The Fundamentals are Thing 1 and the technicals are Thing 2.
Some aspects of Thing 1 became positive as early as 2014, when gold began out performing virtually all commodities. Over the last 6 months most other fundamentals became positive, notably excepting Treasury yield spreads, which are gold-favorable when rising. They are not rising. Now most other fundamentals are under pressure.
As for Thing 2, the weekly charts of gold and silver handily sum up what will be considered a healthy correction and what would be a deal breaker. In combination with that the fundamental backdrop needs to at least not break down (ref. the hard decline in gold vs. crude oil and gold vs. stock markets).
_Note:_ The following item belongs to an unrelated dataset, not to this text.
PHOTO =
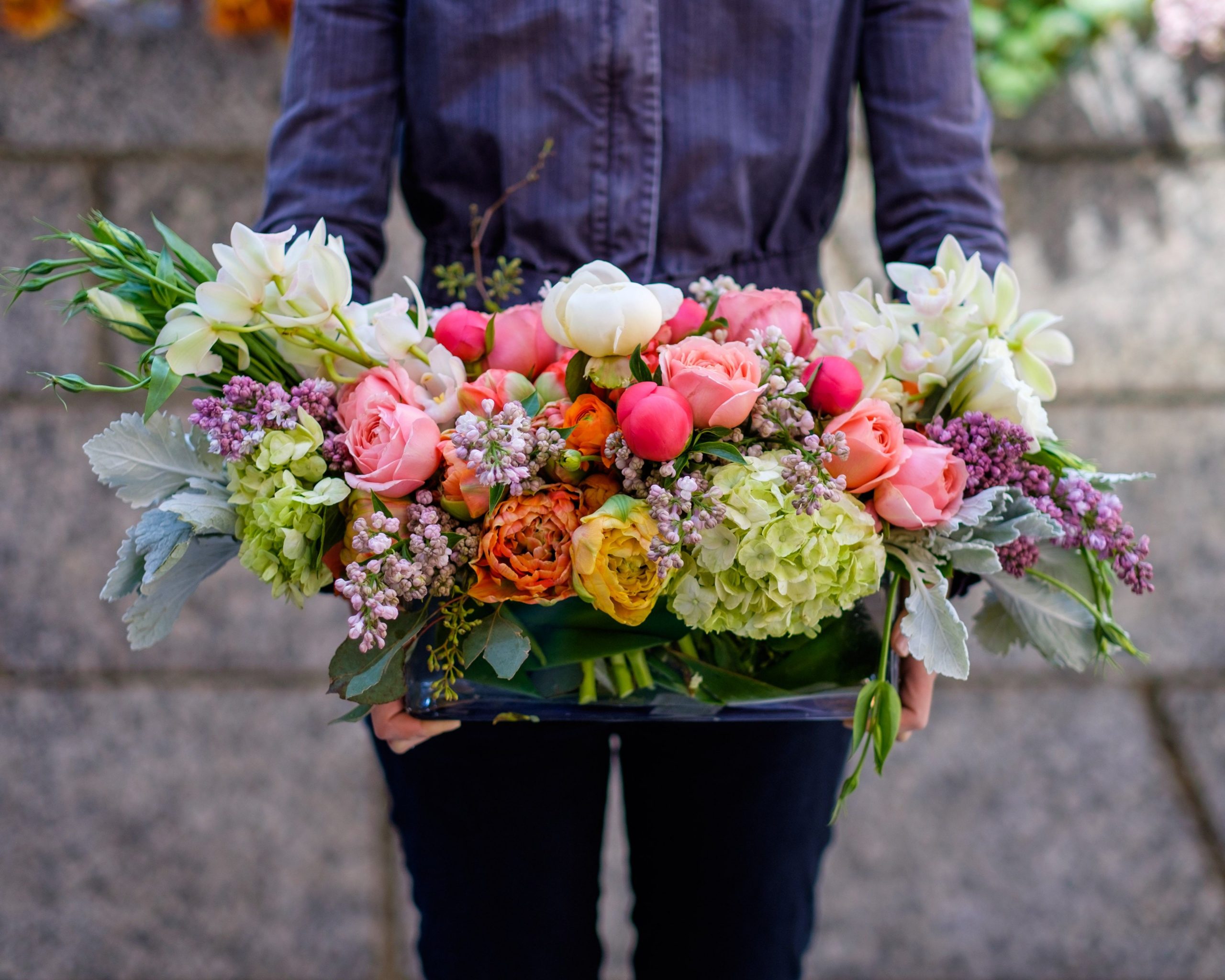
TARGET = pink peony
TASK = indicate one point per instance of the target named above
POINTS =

One thing is for sure, you cannot go with technical analysis alone in the gold sector. It is mostly about the macro backdrop. Regardless, on to Thing 2…
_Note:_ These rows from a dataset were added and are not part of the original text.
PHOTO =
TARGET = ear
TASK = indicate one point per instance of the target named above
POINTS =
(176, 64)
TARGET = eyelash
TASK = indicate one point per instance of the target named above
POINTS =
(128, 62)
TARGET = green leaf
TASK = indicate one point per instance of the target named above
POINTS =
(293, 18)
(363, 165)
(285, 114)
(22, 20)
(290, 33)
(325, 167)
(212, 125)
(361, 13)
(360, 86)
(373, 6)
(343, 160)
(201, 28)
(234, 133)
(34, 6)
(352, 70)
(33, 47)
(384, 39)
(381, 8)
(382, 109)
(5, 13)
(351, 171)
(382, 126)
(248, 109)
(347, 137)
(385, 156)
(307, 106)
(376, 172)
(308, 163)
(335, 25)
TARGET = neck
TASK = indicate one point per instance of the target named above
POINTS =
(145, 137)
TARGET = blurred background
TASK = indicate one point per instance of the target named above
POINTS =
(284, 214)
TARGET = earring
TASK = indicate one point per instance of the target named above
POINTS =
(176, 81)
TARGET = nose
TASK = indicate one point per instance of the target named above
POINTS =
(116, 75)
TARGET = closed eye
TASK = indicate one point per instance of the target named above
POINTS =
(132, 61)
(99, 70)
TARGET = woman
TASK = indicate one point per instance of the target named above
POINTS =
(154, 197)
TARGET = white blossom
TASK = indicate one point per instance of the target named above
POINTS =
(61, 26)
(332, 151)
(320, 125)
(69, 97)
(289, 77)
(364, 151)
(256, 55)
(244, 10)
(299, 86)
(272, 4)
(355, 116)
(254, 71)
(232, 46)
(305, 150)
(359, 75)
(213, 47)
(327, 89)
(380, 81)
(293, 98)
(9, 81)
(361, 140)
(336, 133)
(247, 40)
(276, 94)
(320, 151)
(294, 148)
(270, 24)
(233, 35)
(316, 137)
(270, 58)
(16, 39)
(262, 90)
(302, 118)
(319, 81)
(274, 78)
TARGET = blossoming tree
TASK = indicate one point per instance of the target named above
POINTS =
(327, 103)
Gold broke above the weekly EMA 75 to signal the breaking of the bear’s ball and chain and a potential new bull market. That is now a key technical test area.
Silver did the same, only with the EMA 55. We have been noting the hard resistance (long-term) that silver was likely to have trouble at. Now for the test.
The miners are even more dynamic and we’ll manage those in the weekly report and in updates. I had my last (and only) public table pounding moment in Q4 2008 when miners came crashing down and fundamentals went screaming up. This Thing is not like that Thing.